Paseos por Yasuní y el río Napo para difundir identidad

Orellana –

Son las 13:00, un sol canicular quema, si se deja la sombra se siente el fogonazo. Las aguas del río Napo han bajado su nivel. Así se aprecia desde el malecón de El Coca. Llega la embarcación y es hora de subir para empezar el recorrido.

Se enciende el motor de la lancha, único sistema de transporte que hay en la zona.

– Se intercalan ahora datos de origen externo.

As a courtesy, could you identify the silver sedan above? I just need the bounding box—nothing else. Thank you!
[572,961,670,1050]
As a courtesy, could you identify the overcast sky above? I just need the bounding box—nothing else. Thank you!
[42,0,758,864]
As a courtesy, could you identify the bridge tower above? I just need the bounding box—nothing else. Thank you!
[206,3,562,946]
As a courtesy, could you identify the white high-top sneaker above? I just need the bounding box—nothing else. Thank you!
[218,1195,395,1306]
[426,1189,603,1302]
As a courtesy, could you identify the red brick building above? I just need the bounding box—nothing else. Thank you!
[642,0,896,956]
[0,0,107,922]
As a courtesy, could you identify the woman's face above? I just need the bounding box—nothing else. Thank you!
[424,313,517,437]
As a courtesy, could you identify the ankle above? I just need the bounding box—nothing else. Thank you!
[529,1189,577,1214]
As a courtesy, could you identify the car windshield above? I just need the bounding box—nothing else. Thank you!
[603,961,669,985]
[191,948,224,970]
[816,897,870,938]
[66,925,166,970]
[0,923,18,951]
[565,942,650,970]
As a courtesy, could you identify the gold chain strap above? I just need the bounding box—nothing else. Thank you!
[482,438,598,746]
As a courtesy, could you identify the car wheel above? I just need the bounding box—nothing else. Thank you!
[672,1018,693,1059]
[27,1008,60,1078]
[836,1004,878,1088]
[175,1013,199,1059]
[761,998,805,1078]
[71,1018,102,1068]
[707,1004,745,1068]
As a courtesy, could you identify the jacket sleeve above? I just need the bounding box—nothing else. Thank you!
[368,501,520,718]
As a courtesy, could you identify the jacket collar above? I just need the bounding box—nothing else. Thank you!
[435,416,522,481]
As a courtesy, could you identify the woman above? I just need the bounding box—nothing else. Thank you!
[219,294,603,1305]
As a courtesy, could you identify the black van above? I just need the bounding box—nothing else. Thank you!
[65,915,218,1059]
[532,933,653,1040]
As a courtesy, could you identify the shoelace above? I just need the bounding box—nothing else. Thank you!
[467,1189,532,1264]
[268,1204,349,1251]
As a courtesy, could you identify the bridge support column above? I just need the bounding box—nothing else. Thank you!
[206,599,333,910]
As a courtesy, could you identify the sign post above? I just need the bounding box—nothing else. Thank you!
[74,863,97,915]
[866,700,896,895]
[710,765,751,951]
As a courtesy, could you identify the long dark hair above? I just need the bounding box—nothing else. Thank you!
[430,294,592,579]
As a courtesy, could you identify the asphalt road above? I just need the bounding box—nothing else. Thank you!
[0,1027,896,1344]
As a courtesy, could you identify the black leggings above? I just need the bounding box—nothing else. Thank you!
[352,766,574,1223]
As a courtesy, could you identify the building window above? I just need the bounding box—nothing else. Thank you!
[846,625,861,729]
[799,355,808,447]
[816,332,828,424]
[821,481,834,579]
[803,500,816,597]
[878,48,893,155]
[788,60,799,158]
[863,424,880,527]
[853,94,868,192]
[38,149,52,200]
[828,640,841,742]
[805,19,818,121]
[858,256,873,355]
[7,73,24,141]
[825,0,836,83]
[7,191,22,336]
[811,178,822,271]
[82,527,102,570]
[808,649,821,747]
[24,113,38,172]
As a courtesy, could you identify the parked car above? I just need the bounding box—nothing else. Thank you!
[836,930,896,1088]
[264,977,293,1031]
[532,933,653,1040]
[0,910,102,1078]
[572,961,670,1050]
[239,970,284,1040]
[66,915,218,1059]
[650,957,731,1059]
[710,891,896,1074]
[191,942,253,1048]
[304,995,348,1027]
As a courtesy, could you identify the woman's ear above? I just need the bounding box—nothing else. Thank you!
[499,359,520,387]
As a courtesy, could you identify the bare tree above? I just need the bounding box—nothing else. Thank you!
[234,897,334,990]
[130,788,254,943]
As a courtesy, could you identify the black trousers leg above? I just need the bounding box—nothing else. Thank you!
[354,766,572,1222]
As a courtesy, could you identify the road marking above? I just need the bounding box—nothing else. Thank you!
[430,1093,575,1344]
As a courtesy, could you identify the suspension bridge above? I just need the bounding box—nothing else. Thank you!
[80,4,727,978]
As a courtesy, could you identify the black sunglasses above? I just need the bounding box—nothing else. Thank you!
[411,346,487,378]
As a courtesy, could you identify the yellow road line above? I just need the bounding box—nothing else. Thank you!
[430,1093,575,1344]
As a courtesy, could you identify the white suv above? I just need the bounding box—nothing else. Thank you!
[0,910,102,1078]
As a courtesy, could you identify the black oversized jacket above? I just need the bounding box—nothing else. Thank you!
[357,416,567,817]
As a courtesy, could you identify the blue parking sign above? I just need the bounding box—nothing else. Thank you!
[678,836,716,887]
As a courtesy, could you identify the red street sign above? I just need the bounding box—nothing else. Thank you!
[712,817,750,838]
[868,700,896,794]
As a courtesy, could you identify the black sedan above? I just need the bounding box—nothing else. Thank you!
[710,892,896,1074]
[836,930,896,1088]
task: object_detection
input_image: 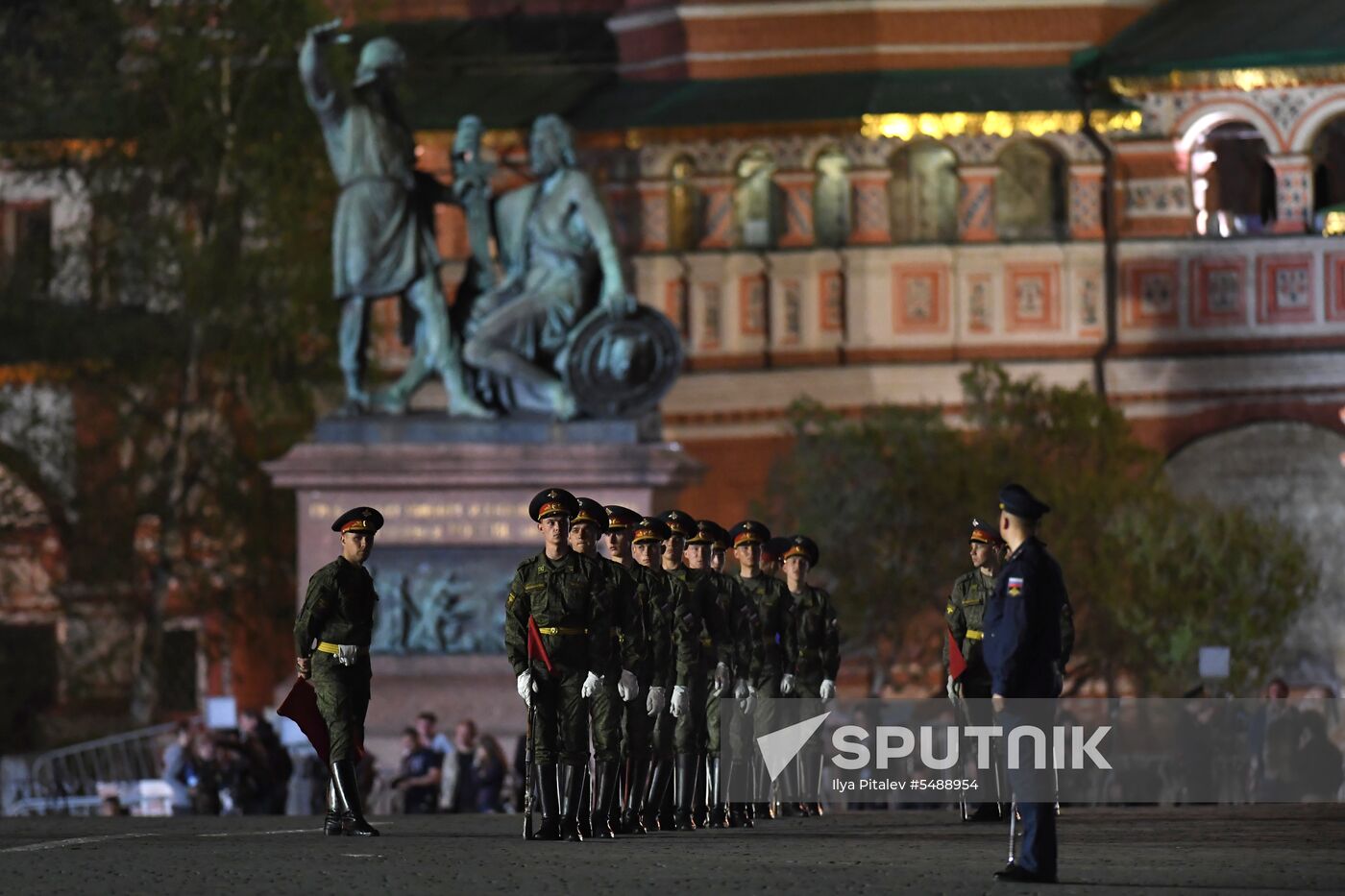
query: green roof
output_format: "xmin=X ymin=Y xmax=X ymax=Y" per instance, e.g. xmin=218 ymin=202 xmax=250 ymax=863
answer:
xmin=575 ymin=66 xmax=1097 ymax=131
xmin=1097 ymin=0 xmax=1345 ymax=77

Atrás quedan las casas, los edificios y ese puente grande que conecta con otra población.

El río Napo está lleno de leyendas que asustan y sorprenden. Se dice que en el interior habitan seres reales y otros mitológicos, pero es fuente de alimentación porque las nacionalidades que se asientan en su margen se alimentan de sus frutos.

En una hora de viaje se puede apreciar toda la margen verde de la Amazonía, un largo río color marrón, tupidos árboles, variada flora, también fauna. La paz que se siente es solo interrumpida por la bulla de los motores que empujan la embarcación.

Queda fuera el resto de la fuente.